25th June 2015
The apparent lack of any progress at Wednesday’s meeting of eurozone finance ministers has left the prospect of a deal between Greece and its creditors “hanging by a fine thread”, claims Capital Economics.
Greece’s prime minister Alexis Tsipras recommenced negotiations with the embattled nation’s creditors on Thursday but time is running short as it must repay a €1.6bn (£1.1bn) loan to crisis lender the International Monetary Fund (IMF) by the end of the month of face defaulting
Jonathan Loynes, chief European economist at Capital Economics said: “Following the optimism earlier in the week that an agreement was very close, it has become clear that there are still major differences between the two sides. The copy of Greece’s latest proposals, leaked yesterday, was covered in amendments from the creditors on long-standing areas of contention such as pensions. Meanwhile, Greek officials have described the creditors’ counter-proposals as ‘Armageddon’.”
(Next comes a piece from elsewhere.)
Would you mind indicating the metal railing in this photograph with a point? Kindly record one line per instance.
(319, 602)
According to BBC News, the latest proposals put forward by Greece are thought to include new taxes on businesses and the wealthy, VAT increases, but no further reductions in pensions or public-sector wages.
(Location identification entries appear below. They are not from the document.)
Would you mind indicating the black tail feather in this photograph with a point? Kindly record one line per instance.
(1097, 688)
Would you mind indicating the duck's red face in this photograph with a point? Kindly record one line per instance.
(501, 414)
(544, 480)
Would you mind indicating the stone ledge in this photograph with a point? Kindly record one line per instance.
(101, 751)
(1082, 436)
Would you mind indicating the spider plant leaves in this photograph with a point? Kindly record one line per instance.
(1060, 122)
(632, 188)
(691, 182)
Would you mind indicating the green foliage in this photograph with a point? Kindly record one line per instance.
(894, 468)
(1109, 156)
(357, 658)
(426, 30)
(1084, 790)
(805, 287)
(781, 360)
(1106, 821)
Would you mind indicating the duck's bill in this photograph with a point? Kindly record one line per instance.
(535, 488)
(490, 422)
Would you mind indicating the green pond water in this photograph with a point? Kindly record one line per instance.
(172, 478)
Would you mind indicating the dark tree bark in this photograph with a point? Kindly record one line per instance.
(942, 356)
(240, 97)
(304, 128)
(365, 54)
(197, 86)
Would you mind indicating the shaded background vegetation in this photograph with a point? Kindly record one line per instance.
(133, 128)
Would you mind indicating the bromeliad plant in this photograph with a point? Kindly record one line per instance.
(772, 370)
Greek PM Alexis Tsipras is meeting the ECB’s Mario Draghi and IMF’s Christine Lagarde this morning, before the Eurogroup reconvenes at later today in “order to prepare for” the European Council, which starts later.
With the current bailout expiring on Tuesday, a deal needs be approved by over the next few days in order for the final €7.2bn in bailout funds to be released in time to make the payment to the IMF.
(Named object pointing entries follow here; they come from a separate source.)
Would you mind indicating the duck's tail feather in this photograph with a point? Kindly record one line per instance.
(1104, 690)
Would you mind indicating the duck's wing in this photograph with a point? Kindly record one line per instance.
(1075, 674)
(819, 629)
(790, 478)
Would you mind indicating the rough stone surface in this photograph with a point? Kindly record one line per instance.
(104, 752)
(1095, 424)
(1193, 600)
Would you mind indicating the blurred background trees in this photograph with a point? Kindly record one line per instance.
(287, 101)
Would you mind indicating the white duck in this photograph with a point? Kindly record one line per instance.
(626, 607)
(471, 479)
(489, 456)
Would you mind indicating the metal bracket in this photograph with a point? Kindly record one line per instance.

Loynes however believes that scenario appears extremely optimistic. He added: “Overall, we put the chances of a deal in the next few days at close to 50/50. But the key point that we have stressed many times is that it is likely to be only a temporary stop-gap. Without a substantial form of debt relief – which looks unlikely in an initial agreement – Greece’s debt ratio will remain unsustainably high and the crisis will continue.”